All'ombra del Vesuvio sorge uno dei più grandi mercati per la commercializzazione dei fiori; da qui passa il 40% del volume d'affari del settore.

L’anno era il 1982, quello della straordinaria impresa azzurra al Santiago Bernabeu di Madrid.

Erano giorni carichi di emozioni, di voglia di fare, di speranza per il futuro. L’Italia intera sembrava in fermento, un’onda lunga di positività attraversava il Paese. Un manipolo di “coraggiosi” all’ombra del Vesuvio decise di rompere gli indugi: i tempi erano maturi per dar vita, nell’are vesuviana, ad uno dei più grandi mercati florovivaistici d’Europa.

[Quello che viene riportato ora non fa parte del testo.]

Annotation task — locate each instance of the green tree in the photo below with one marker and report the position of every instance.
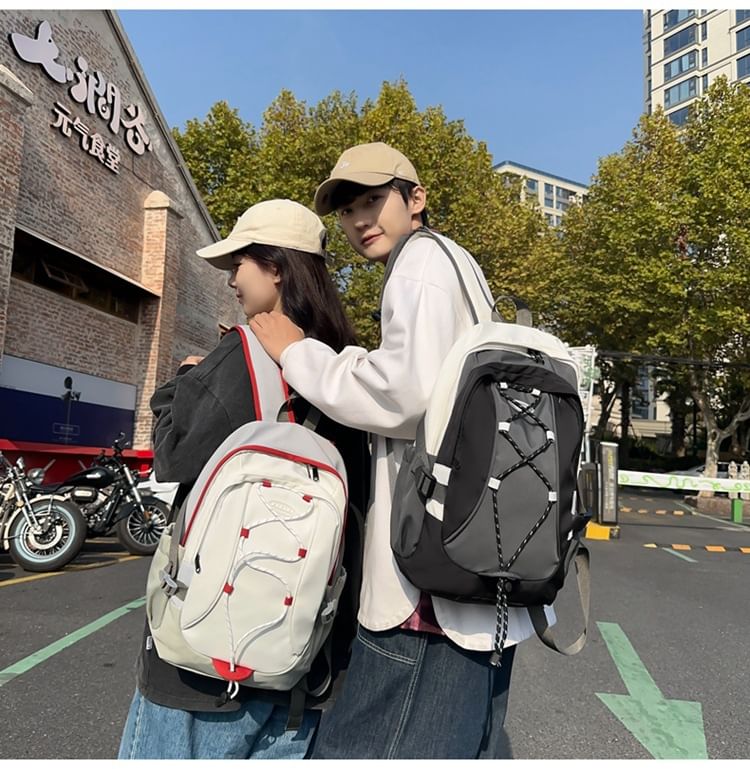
(235, 165)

Di anni ne sono passati quasi 30, e pure ogni mattina per Salvatore Colonna, tra i padri fondatori e amministratore delegato della Cooperativa Masaniello che gestisce con circa 200 soci (in gran parte campani, ma alcuni provenienti anche da altre regioni come Lazio, Puglia e Calabria) e 22 dipendenti la struttura mercatale ercolanese, l’emozione è sempre la stessa. D’altronde, il caleidoscopio di colori e di forme lascia davvero senza fiato. Fiori , piante, accessori, sono disposti secondo un ordine ben preciso con l’obiettivo di mettere il compratore in condizione di scegliere al meglio. Proprio da qui passa il 40% del volume d’affari del settore che sommato a quello sviluppato dal mercato di Castellammare-Pompei fa quasi il 100% degli scambi a livello nazionale. La Campania, insieme all’area di Amsterdam è leader in Europa per la produzione e commercializzazione del fiore reciso.

«La quasi totalità dei nostri soci – spiega colonna – sono anceh produttori titolari di aziende con serre,  l’80% ubicate sulla costa vesuviana ma con importanti “isole” nel salernitano e nell’agro-nolano.

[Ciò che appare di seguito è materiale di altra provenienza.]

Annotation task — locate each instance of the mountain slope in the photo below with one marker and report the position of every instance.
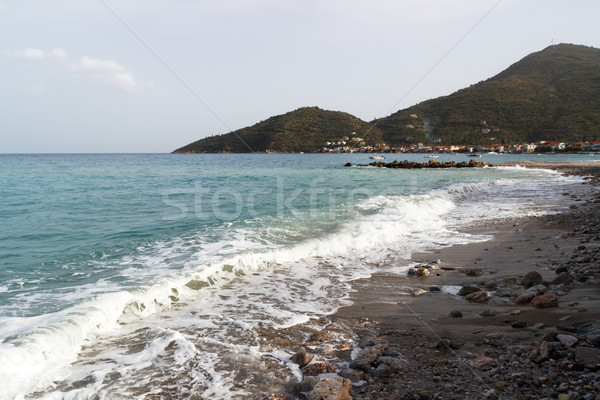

A loro sono riservate due opzioni: la commercializzazione diretta o il conferimento della merce alla cooperativa.

Per chi sceglie questa seconda possibilità la Coop offre una serie di servizi alla vendita».

Eppure anche nel settore florovivaistico, che sembrava solo lambito dalla profonda crisi che attraversa quasi tutti i mercati, non sono tutti, è il caso di dirlo, rose e fiori.

«La globalizzazione ad esempio spazia- dice ancora Salvatore Colonna – ha portato con sé innegabili effetti positivi, ma anche grandi svantaggi. Molti operatori sono andati a mettere radici nei paesi africani ( Maghreb, Kenya, Eritrea, Egitto), in sud e centro America ( Ecuador  e Columbia), in Asia (Turchia) con obiettivo di sfruttare i vantaggi del clima favorevole, della manodopera a basso costo, degli incentivi governativi. A fronte di questi imponenti aumenti di produzione non vi è stato, però, il contemporaneo sviluppo di nuovi mercati oltre quello tradizionale dell’Occidente.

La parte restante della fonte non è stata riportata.